Housing Crisis and Credit Meltdown
Many people say the housing crisis and subsequent credit meltdown were caused by inadequate regulation: they’re right. In a free market, business behavior is severely regulated by the potential to lose money when bad decisions are made. What the government did was eliminate that regulation by guaranteeing people against losses, thereby encouraging outrageously risky behavior:
(1) Two government-sponsored enterprises, Fannie Mae & Freddie Mac, bought mortgages from banks, eliminating the risk to banks of lending to people with poor credit and inadequate down payments.
(2) An implicit guarantee by the government that it would bail out the FMs (make up your own obscene alternative meaning for the initials), allowed them to borrow at extremely low rates and profit from accumulating TRILLIONS of dollars of debt to acquire mortgages: they were able to borrow amounts equal to FORTY TIMES their net worth.

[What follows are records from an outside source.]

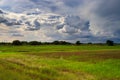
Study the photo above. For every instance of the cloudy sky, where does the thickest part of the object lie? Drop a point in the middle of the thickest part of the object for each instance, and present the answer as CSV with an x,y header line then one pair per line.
x,y
70,20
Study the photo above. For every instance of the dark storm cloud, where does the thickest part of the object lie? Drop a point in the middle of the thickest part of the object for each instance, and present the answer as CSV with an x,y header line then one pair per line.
x,y
72,3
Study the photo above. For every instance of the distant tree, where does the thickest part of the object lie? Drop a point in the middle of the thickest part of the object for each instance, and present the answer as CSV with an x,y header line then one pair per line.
x,y
56,42
34,43
77,43
16,42
24,42
90,43
110,43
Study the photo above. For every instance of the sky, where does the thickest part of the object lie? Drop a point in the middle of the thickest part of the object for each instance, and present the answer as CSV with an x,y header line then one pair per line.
x,y
69,20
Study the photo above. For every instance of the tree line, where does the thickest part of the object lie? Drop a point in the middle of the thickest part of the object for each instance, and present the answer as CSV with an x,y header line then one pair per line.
x,y
18,43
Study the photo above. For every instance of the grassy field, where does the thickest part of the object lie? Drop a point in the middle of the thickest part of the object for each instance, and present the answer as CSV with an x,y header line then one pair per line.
x,y
60,62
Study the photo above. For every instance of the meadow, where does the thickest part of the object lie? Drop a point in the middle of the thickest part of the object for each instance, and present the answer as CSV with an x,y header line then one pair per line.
x,y
60,62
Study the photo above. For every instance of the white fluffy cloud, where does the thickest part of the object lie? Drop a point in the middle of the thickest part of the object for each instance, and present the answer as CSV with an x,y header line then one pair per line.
x,y
48,20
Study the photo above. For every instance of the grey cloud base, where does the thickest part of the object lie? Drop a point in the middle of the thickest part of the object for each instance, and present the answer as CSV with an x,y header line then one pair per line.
x,y
71,20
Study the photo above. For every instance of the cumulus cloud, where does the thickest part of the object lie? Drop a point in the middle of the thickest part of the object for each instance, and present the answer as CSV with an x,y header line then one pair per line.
x,y
86,20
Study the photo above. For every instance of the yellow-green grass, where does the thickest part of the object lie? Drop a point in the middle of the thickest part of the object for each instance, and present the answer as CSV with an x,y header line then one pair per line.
x,y
51,62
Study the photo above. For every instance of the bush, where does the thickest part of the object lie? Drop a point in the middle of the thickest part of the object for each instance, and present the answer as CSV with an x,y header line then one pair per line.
x,y
16,42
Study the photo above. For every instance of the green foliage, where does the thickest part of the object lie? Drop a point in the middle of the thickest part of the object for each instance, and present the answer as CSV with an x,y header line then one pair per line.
x,y
16,42
60,62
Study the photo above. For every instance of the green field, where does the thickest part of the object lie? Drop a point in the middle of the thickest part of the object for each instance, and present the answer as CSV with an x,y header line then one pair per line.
x,y
60,62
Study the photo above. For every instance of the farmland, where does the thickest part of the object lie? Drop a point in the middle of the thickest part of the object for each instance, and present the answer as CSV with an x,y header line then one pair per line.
x,y
60,62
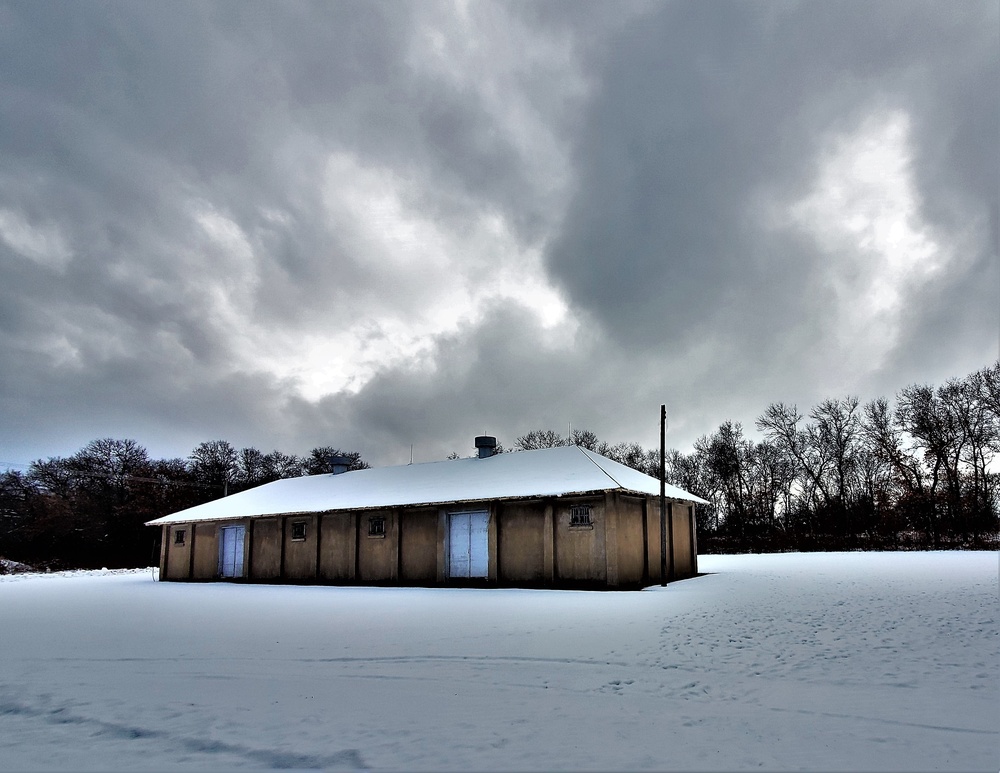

(3) FDIC insurance has caused depositors to pay no attention to the soundness of the banks where they keep their money. Thus, prudent behavior by banks not only isn’t rewarded, but is actively discouraged, as they make more money by taking on risk and don’t need to fear a loss of confidence when they engage in irresponsible behavior.
(4) Having a central bank (the Fed) with the power to create money in unlimited quantities creates a false sense of security throughout the banking industry, one which will last until a hyperinflation that destroys the buying power of those dollars makes it clear that the government can’t create wealth just by printing it.
The bottom line is that past government interventions have destroyed the regulatory nature of markets, and the current proposed ones only make it worse. We SHOULD regulate bankers and punish bad behavior. By ENDING government intervention.